Run Full Benchmark Suite
Run Full Benchmark Suite
Overview
Flow ID: run-full-benchmark
Category: Performance Benchmarking
Estimated Duration: 15-60 minutes (depends on models and hardware)
User Role: All Users (though technical users benefit most)
Complexity: Moderate
Purpose: This flow enables users to run comprehensive performance tests on their AI models to understand how well they perform on their specific hardware.

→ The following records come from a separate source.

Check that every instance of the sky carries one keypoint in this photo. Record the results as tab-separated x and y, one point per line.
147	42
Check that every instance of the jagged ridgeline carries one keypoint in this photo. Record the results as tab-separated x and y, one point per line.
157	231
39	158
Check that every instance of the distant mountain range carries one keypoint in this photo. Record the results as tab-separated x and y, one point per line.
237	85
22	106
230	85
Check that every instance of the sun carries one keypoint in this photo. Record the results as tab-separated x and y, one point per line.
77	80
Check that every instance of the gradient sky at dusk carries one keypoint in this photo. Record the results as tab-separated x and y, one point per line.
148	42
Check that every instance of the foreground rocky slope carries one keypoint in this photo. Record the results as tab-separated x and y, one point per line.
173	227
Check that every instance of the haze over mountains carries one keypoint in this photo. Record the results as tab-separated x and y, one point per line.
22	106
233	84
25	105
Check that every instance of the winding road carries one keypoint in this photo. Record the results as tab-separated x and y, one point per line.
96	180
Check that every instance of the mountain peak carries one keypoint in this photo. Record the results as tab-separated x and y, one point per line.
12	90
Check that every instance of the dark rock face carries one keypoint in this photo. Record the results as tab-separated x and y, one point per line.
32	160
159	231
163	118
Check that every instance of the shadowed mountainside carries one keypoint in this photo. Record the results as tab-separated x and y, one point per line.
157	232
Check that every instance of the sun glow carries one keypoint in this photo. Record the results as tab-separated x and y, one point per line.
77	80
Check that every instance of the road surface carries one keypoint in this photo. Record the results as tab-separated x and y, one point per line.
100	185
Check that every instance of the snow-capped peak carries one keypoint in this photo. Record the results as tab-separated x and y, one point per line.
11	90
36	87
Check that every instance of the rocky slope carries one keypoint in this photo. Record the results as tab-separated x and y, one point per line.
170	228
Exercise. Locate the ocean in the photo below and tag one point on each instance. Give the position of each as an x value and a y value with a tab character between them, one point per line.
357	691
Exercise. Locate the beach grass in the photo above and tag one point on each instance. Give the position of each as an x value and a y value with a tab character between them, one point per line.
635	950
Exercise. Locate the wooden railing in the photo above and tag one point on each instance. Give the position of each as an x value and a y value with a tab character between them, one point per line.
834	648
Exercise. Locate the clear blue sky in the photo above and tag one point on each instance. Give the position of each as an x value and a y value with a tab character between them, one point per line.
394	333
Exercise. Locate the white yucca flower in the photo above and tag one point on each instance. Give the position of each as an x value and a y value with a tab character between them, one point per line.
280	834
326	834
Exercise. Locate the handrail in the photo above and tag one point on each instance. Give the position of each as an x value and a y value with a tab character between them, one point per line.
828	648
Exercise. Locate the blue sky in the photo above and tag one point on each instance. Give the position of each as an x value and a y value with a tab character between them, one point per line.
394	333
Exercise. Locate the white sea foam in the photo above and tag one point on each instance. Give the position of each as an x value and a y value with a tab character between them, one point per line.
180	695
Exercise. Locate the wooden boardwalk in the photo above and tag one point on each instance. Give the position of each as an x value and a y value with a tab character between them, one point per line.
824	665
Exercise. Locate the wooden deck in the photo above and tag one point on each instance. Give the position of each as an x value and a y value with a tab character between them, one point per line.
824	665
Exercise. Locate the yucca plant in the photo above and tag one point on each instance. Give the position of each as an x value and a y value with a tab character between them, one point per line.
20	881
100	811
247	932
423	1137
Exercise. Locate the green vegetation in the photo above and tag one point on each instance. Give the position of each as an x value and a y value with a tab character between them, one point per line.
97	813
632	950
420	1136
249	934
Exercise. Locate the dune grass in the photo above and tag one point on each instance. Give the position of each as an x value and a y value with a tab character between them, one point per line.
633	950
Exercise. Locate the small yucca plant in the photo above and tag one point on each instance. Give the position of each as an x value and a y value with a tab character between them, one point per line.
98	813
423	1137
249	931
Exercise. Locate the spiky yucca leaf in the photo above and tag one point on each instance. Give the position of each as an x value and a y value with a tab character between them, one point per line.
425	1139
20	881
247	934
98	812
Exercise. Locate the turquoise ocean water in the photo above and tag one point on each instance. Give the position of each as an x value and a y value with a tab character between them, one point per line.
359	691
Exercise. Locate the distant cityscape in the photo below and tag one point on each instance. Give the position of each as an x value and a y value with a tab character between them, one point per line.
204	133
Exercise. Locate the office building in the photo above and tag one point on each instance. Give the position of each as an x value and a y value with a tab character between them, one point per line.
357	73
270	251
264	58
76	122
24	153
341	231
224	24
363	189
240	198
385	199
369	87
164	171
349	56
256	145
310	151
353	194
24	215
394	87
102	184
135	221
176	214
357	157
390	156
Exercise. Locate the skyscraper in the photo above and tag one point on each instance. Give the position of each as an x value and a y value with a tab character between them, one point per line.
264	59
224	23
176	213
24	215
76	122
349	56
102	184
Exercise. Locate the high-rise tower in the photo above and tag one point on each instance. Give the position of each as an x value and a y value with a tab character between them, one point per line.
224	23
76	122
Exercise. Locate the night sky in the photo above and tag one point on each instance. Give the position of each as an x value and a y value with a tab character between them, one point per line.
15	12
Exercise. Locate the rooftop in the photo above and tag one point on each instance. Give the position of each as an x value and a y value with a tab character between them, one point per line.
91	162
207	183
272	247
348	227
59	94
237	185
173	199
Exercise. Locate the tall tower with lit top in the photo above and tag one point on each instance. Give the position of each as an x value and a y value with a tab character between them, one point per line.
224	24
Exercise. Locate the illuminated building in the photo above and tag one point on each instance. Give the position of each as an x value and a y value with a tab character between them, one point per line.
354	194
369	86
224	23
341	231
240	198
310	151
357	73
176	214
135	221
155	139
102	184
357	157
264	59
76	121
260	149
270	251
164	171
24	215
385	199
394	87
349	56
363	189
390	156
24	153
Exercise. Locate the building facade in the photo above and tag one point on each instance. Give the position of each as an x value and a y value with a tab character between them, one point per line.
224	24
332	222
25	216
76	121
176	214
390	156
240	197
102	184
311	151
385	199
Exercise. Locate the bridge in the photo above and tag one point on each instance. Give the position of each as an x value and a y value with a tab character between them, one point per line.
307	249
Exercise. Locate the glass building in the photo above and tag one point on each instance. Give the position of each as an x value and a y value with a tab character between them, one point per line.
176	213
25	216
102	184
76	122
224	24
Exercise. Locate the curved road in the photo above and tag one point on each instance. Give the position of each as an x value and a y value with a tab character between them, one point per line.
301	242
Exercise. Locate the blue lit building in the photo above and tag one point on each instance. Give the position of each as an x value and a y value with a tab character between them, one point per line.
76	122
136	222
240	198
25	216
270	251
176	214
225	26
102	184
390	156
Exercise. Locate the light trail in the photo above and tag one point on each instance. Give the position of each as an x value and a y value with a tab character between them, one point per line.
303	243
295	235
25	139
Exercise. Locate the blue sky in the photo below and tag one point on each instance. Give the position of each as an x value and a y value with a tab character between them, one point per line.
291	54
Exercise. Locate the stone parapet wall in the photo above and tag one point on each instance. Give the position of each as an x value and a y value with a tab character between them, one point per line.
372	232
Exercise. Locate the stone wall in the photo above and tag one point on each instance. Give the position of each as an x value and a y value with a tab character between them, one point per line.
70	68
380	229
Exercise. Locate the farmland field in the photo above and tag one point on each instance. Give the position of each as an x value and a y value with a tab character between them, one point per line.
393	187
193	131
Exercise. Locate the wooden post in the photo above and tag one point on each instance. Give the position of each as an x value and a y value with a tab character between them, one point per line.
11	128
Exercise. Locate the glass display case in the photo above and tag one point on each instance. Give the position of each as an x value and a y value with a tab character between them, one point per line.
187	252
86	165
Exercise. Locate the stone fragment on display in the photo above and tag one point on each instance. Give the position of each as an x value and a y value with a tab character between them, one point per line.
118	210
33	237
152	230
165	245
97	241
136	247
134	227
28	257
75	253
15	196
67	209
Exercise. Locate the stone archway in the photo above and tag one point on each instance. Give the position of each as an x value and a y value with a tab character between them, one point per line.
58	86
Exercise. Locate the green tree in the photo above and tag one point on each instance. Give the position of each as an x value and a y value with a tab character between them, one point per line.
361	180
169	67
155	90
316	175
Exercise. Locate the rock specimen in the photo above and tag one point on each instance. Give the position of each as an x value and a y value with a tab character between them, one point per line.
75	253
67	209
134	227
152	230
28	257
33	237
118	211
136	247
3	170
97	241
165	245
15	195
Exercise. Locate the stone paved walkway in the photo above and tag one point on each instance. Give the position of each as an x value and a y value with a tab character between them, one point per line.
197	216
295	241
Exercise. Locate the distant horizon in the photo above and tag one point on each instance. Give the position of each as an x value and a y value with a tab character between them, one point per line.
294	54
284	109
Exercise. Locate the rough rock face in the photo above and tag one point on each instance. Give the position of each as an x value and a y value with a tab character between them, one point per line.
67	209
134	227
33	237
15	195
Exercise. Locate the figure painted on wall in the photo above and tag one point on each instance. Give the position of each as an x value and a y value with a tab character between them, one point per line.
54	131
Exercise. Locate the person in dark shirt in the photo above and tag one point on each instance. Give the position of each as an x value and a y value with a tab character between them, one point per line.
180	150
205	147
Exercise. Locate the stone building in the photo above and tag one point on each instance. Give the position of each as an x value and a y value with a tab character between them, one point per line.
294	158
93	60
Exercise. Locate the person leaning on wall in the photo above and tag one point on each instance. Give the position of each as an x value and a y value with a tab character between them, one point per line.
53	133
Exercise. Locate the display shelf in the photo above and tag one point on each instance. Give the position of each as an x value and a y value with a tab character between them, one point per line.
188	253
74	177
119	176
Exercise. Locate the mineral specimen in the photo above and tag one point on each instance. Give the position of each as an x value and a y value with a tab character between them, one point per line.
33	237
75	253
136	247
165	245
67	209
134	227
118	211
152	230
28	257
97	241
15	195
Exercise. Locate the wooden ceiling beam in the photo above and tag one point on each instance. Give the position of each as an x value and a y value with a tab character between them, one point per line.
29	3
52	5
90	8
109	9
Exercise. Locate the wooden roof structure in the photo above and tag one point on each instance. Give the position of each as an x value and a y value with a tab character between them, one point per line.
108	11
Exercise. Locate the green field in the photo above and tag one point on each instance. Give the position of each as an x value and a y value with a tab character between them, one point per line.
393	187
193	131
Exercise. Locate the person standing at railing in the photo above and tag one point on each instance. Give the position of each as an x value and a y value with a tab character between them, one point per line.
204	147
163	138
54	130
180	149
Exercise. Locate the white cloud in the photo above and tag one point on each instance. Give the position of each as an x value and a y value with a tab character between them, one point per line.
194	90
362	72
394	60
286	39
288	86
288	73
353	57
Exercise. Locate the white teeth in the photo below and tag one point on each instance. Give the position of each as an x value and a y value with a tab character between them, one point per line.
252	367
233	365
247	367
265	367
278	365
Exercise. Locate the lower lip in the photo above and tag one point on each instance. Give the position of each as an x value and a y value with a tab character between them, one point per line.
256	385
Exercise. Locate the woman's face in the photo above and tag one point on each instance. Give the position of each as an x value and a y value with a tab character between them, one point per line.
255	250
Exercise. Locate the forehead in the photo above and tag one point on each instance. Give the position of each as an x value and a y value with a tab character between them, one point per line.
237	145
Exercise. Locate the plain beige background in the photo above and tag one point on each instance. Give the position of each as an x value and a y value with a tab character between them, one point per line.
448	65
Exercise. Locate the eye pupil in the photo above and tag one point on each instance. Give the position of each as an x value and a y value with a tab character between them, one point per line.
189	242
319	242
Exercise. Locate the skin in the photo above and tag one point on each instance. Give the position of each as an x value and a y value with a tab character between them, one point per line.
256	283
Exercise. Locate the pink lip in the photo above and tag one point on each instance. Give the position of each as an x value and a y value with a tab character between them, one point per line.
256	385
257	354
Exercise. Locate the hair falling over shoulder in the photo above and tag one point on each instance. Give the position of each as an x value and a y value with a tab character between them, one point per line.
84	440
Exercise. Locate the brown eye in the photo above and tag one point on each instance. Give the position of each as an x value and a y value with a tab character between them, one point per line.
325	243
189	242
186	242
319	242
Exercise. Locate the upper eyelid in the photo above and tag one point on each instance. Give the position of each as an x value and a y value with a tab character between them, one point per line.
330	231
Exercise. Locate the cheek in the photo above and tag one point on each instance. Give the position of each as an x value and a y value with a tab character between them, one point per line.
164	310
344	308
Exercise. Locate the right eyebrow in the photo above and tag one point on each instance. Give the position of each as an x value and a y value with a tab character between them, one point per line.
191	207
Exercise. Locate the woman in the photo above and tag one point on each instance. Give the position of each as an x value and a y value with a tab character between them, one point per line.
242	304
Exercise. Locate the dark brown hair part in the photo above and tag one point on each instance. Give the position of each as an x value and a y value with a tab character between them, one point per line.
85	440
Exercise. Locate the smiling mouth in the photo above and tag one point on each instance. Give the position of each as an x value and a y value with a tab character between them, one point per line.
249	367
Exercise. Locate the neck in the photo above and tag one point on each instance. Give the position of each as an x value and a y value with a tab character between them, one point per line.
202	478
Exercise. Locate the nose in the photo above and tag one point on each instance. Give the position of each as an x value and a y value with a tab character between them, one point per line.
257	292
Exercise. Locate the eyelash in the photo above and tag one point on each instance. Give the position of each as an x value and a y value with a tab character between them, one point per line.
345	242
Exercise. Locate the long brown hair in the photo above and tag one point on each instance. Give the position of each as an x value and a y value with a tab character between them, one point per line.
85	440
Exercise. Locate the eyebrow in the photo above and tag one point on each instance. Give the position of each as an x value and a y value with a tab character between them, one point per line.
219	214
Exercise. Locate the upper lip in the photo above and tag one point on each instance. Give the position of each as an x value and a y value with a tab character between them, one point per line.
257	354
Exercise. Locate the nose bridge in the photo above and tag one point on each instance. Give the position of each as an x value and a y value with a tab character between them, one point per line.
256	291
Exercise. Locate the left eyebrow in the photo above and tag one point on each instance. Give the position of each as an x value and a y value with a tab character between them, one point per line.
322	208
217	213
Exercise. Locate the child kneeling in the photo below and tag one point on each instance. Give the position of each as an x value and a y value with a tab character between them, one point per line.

Benchmarking measures speed, throughput, latency, and resource usage across various test scenarios, helping users make informed decisions about model selection and configuration.
Trigger
What initiates this flow:
- User manually initiates
Specific trigger: User wants to test model performance, typically because:
- They just uploaded a new model and want to know how it performs
- They want to compare different models to choose the best one
- They’re experiencing performance issues and want diagnostic data
- They want to optimize settings (context window, memory allocation)
- They’re documenting system capabilities for deployment planning
Prerequisites
Before starting, users must have:
- Application installed and running
- At least one chat model uploaded
- At least one embedding model uploaded (for full suite)
- Optional: Dataset uploaded for embedding tests
- Time to let tests run uninterrupted (15-60 minutes)
- Application window should remain open and in focus (recommended)
User Intent Analysis
Primary Intent
Measure and document how well AI models perform on the current hardware to make informed decisions about model selection, configuration, and deployment.
Secondary Intents
- Compare multiple models to identify the best one
- Identify performance bottlenecks
- Validate hardware capabilities before production use
- Generate performance reports for documentation
- Optimize settings based on measured data
- Troubleshoot slow performance issues
Subintents
- Understand tokens per second (speed) for different scenarios
- Measure memory usage and resource consumption
- Test context window handling
- Validate stability under load
- Collect data for future reference
Step-by-Step Flow
Main Path (Happy Path)
Step 1: Navigate to Benchmarking Section
- User Action: Click “Settings” in navigation, then click “Benchmarking” tab
- System Response: Benchmarking page loads
- UI Elements Visible:
- “Benchmarking” tab highlighted
- Page divided into two main areas:
- Left panel: System information and status
- Right panel: Benchmark results tables
- “Run Benchmark” button (prominent, likely blue)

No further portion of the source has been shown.